Trotz ihres kühnen Schritts seufzen die Gastronomen immer noch über die Preise für das Schweinefleisch. Sie müssen schätzungsweise fünf Mark und auch noch etwas mehr auf dem Schlachthof für ein Kilo vom Besten ausgeben. "Erst in den letzten Wochen hat der Preis pro Kilo erneut um 15 bis 20 Pfennig angezogen“, klagt der Wirt einer gutbesuchten Küche. Bei einem Verbrauch von zwei Tonnen in der Woche wirke sich dies selbstverständlich auf die Gesamtrechnung entscheidend aus.

Es bleibt unbestritten, dass die Bratwurst am empfindlichsten auf die Lage am Schweinemarkt reagiert. Da für sie nur die besten Qualitäten wie Vorder- und Hinterschinken gebraucht werden können, soll nicht der gute Ruf dieser kleinen Nürnberger Weltberühmtheit gefährdet werden, sind auch die höchsten Preise fällig. Die Ausgaben für 100 Kilo Schweinernes haben längst die Rekordmarke von 311 Mark überschritten, die noch vor einigen Wochen als der "Gipfel“ angesehen wurde. Und es scheint vorerst, als entwickelten sich die Preise hurtig weiter in die Höhe.

Daran sind nicht zuletzt die Hausfrauen Schuld, die heutzutage unbesehen nach dem teueren Schweinefleisch greifen, obwohl Rindfleisch viel preiswerter angeboten wird, und die obendrein auch nur die schönsten Stückchen aussuchen. Schweinefüße werden beispielsweise auf dem Schlachthof beinahe hergeschenkt, denn sie kosten nur fünf Pfennig je Kilo. Das Kilo Schmer geht für zehn bis zwanzig Pfennig auch äußerst zäh weg. Der Preis scheint eben kaum noch eine Rolle zu spielen.

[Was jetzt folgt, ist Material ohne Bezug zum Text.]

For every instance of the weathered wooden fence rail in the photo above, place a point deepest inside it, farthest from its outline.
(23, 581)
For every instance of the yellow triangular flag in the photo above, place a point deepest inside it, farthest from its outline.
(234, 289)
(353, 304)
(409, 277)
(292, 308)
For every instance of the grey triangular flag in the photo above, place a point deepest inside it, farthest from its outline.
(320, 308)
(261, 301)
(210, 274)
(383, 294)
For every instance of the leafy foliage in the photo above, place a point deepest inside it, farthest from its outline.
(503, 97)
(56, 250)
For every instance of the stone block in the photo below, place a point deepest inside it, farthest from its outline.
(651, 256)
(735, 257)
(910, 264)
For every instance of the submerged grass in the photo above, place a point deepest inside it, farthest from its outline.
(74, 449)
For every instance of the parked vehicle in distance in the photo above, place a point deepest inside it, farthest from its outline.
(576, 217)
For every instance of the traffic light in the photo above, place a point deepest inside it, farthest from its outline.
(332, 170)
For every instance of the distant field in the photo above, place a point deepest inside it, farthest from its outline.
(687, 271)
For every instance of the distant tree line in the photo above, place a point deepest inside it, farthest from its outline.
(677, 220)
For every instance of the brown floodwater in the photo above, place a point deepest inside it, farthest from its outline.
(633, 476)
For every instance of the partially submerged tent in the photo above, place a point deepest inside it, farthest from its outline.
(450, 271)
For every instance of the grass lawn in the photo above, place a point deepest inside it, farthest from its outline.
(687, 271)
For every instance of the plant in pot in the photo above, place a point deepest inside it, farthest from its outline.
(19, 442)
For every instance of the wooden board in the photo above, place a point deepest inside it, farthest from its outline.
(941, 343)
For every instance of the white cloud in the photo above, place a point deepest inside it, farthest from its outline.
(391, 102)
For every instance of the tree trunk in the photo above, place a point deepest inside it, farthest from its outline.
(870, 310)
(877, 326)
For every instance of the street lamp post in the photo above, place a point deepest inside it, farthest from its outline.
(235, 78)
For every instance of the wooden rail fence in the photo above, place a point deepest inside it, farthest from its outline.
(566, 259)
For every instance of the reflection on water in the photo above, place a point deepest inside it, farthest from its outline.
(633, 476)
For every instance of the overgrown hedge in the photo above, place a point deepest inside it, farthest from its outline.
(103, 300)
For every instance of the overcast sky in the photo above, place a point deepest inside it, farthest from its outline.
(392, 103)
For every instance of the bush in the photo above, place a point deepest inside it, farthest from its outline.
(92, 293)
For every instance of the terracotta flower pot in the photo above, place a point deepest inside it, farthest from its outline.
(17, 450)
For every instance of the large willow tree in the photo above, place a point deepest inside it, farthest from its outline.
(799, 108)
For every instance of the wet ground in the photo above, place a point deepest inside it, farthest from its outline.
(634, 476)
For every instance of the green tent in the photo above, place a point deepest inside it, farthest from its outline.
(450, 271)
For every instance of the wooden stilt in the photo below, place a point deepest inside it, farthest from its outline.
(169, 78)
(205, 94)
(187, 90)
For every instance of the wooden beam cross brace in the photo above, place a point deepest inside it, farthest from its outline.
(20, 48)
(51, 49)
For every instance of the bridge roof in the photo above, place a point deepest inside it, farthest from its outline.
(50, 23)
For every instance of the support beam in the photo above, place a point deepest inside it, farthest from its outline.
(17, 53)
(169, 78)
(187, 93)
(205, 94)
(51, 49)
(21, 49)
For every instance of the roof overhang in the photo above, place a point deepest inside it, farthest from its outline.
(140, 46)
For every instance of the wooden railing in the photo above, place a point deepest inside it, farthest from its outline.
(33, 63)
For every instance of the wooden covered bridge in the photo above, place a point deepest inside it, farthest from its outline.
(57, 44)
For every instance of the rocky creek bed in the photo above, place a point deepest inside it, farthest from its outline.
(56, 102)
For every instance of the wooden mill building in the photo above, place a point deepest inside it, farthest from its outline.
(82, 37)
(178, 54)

Um diese Erfahrung sind auch die Bratwurstküchen reicher, die mit einigem Bangen ihre kleinen Würste um ein schönes Stück teurer gemacht haben. "Wir erwarteten bei unseren Gästen einen Sturm auf die Barrikaden“, erzählt einer der Wirte. Was geschah? Nicht eine einzige Reklamation kam.